Text of statute as originally enacted

= Suspensory Act 1914 =

1914 United Kingdom act of Parliament

The Suspensory Act 1914 (4 & 5 Geo. 5 c. 88) was an act of the Parliament of the United Kingdom which suspended the coming into force of two other acts: the Welsh Church Act 1914 (for the disestablishment of the Church of England in Wales), and the Government of Ireland Act 1914 (Third Home Rule Bill for Ireland). The Suspensory Act 1914 received royal assent on the same day as the two acts it suspended, on 18 September 1914.

==Background==
Welsh disestablishment and Irish home rule were both major policies of H. H. Asquith's Liberal government that had met with considerable controversy and parliamentary opposition in the 1910s. By the summer of 1914, however, the enactment of both measures seemed inevitable as the provisions set out by the Parliament Act 1911 had been met, allowing the government to force them through, despite the opposition of the House of Lords, if it so chose.

Upon the outbreak of war with Germany, the government had agreed a "political truce" with the opposition Conservative leader, Bonar Law. Asquith decided, however, that the two controversial bills should nevertheless be put to the King, together with a new bill suspending their operation; this prompted Law to lead a Unionist walk-out from the House of Commons.

All three bills received royal assent on the same day, 18 September.

==Effect of the Suspensory Act 1914==
A short act with only one substantive section, the Suspensory Act 1914 provided that "no steps shall be taken to put the Government of Ireland Act into operation ... until the expiration of twelve months ... or if the present war has not ended, until such later date ... as may be fixed", and that the "date of disestablishment" as defined by the Welsh Church Act 1914 would be postponed, until 18 September 1915; if the war were still under way at that time, the government were empowered to push the two acts' suspension further back.

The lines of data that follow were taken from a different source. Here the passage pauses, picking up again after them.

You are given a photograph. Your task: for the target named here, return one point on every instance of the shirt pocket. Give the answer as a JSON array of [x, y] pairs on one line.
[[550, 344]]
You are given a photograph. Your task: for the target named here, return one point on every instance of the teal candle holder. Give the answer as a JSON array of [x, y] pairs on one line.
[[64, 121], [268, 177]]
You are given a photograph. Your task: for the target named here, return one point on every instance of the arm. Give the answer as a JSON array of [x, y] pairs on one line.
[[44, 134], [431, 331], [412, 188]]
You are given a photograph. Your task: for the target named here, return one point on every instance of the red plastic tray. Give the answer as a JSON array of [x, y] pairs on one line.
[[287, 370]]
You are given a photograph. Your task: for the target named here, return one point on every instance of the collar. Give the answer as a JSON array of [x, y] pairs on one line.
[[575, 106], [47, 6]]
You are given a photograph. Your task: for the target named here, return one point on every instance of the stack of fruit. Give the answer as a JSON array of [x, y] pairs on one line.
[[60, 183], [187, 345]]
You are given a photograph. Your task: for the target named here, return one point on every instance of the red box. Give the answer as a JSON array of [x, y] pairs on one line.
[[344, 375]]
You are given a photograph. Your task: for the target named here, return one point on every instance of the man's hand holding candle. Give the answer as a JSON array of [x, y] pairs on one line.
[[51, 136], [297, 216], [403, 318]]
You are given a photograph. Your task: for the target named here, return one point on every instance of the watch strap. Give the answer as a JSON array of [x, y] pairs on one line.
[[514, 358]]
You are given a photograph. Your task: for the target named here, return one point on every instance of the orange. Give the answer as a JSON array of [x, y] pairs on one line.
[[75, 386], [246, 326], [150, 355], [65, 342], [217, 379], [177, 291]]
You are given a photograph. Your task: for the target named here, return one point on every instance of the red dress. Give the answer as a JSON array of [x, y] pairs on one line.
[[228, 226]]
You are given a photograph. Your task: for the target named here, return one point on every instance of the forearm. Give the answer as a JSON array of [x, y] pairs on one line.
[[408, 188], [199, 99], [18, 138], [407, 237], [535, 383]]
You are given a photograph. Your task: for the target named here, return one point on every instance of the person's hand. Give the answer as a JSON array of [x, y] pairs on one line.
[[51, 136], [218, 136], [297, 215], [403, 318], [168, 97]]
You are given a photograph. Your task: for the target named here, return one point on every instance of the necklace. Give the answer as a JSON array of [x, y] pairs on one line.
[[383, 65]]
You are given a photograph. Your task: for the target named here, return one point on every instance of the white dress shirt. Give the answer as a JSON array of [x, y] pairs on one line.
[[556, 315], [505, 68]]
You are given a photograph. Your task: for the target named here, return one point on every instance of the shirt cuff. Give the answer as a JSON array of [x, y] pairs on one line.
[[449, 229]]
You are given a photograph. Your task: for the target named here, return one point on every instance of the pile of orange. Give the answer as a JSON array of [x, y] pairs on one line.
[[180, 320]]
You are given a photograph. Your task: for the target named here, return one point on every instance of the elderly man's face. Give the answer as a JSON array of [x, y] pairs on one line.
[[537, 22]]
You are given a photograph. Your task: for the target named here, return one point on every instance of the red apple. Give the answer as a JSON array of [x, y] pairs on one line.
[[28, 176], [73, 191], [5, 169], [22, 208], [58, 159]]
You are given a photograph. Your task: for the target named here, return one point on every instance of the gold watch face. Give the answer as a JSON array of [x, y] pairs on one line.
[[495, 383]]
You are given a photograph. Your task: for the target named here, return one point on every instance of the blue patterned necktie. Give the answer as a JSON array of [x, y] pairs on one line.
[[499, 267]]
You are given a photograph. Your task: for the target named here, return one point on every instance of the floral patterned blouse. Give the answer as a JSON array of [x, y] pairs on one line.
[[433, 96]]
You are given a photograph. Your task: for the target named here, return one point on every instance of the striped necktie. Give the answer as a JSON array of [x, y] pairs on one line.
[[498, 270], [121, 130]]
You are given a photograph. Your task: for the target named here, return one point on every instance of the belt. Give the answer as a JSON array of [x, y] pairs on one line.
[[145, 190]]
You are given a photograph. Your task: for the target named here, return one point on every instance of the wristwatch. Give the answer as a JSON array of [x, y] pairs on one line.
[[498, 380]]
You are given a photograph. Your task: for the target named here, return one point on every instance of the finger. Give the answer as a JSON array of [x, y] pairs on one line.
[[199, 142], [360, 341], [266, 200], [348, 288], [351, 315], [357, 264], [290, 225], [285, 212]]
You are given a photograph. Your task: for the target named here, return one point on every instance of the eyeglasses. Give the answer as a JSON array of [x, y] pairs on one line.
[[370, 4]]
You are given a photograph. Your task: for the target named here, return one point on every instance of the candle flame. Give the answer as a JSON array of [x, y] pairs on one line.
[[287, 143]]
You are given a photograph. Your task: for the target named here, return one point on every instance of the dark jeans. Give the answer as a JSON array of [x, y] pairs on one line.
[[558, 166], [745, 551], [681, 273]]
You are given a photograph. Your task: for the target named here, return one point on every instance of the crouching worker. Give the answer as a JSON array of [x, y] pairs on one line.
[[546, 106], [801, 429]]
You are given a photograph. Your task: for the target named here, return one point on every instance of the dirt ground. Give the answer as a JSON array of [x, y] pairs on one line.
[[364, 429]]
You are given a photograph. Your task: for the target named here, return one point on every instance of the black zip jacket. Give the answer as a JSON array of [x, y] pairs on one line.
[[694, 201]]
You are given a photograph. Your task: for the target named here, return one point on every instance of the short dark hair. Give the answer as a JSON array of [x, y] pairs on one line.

On 14 September 1915 an Order in Council made under the Suspensory Act 1914 suspended the Government of Ireland Act 1914 for a further six months (i.e. until 18 March 1916), and postponed Welsh disestablishment until the end of the war. A subsequent series of Orders in Council, dated 29 February 1916, 7 September 1916, 13 March 1917, 22 August 1917, 27 February 1918, 4 September 1918, 12 March 1919, 18 August 1919, 2 March 1920, and 13 August 1920 suspended the Government of Ireland Act 1914 in further blocks of six months until the Government of Ireland Act 1920 (passed 23 December 1920) repealed the 1914 act. However, the 1920 act was never fully implemented either, due to the Irish War of Independence (culminating in the independence from the United Kingdom of most of Ireland as the Irish Free State); home rule was only established in Northern Ireland.

Welsh disestablishment was further postponed by the Welsh Church (Temporalities) Act 1919 until 31 March 1920, when it finally went ahead.